Cependant, cette interdiction s’est avérée relativement inefficace, les étudiants la contournant aisément par l’utilisation des connexions 4G de leurs téléphones portables, donnant ainsi raison aux partisans de leur intégration. Comment, dès lors, peut-on accompagner les apprenants, mais aussi les enseignants au mieux aux usages des IA ?
La Commission européenne réfléchit depuis plusieurs années à l’intégration du numérique dans l’éducation, de l’élémentaire jusque dans l’enseignement supérieur. Afin de s’assurer que les enseignants et les étudiants bénéficient du potentiel de l’IA pour l’apprentissage, elle a publié les lignes directrices pour une utilisation éthique de l’IA et des données dans l’éducation et, le 30 septembre 2020, elle a ainsi approuvé le plan d’action pour l’éducation numérique 2021-2027. Ces lignes directrices ont pour but de fournir un soutien à tous les niveaux – qu’il s’agisse de l’enseignement ou des tâches administratives qui y sont associées – afin que chacun puisse bénéficier d’une expérience d’apprentissage optimale.
En Amérique du Nord, la Fédération nationale des enseignantes et enseignants du Québec nous donne un exemple de la manière de se saisir de la question.

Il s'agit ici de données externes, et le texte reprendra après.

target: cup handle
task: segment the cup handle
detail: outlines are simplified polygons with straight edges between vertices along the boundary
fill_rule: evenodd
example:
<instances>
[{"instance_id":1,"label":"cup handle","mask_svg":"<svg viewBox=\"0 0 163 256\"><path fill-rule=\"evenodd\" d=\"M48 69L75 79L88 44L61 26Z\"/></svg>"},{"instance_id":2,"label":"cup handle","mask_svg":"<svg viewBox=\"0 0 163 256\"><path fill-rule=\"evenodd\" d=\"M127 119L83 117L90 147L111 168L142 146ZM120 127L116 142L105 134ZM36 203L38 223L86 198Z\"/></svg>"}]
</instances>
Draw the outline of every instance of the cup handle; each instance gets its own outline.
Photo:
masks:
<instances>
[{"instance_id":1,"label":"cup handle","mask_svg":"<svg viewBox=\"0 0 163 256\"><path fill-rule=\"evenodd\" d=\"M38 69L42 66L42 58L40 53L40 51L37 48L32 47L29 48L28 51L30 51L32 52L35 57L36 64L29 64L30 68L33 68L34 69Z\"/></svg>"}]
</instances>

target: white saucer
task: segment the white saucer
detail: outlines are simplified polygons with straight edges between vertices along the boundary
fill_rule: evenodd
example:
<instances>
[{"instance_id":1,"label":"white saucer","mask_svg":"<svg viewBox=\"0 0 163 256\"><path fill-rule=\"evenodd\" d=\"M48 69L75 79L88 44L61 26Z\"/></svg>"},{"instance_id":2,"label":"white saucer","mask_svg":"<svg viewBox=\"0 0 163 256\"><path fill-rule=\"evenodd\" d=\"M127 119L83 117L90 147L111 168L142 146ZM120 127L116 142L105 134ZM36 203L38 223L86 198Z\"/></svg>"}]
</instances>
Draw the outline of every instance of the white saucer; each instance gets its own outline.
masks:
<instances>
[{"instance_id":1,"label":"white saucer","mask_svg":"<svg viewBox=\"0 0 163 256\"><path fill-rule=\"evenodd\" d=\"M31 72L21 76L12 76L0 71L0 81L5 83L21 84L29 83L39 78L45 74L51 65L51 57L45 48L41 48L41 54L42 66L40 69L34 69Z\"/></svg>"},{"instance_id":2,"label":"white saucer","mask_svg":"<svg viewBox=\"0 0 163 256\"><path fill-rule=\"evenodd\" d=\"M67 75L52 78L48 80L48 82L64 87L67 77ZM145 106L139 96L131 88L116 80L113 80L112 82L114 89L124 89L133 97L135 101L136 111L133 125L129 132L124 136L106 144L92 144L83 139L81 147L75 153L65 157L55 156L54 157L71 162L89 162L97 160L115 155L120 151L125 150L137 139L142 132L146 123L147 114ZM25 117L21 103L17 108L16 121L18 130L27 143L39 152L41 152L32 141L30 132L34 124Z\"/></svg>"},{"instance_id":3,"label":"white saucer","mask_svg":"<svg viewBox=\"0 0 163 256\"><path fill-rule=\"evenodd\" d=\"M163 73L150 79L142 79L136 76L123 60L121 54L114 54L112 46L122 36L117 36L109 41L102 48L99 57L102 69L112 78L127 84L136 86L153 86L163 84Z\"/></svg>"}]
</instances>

En France, fin janvier 2022, le ministre de l’Éducation nationale Pap Ndiaye a présenté une stratégie du numérique pour l’éducation 2023-2027 dont le but est de renforcer les compétences numériques des élèves et d’accélérer l’usage des outils numériques pour la réussite des élèves. Les différents axes et mesures sont présentés dans un rapport de 41 pages qui développe notamment les points d’une offre numérique « raisonnée, pérenne et inclusive » au profit d’une communauté éducative et pour « permettre aux élèves de devenir des citoyens éclairés à l’ère du numérique ».
La réflexion engagée s’inscrit bien au-delà du cadre de l’école ou de l’université et demande la mobilisation de tous les éducateurs, parents, enseignants, pour accompagner les nouvelles générations dans les usages de ces technologies qui viennent bouleverser les usages pédagogiques notamment dans le cadre de l’école et de l’université.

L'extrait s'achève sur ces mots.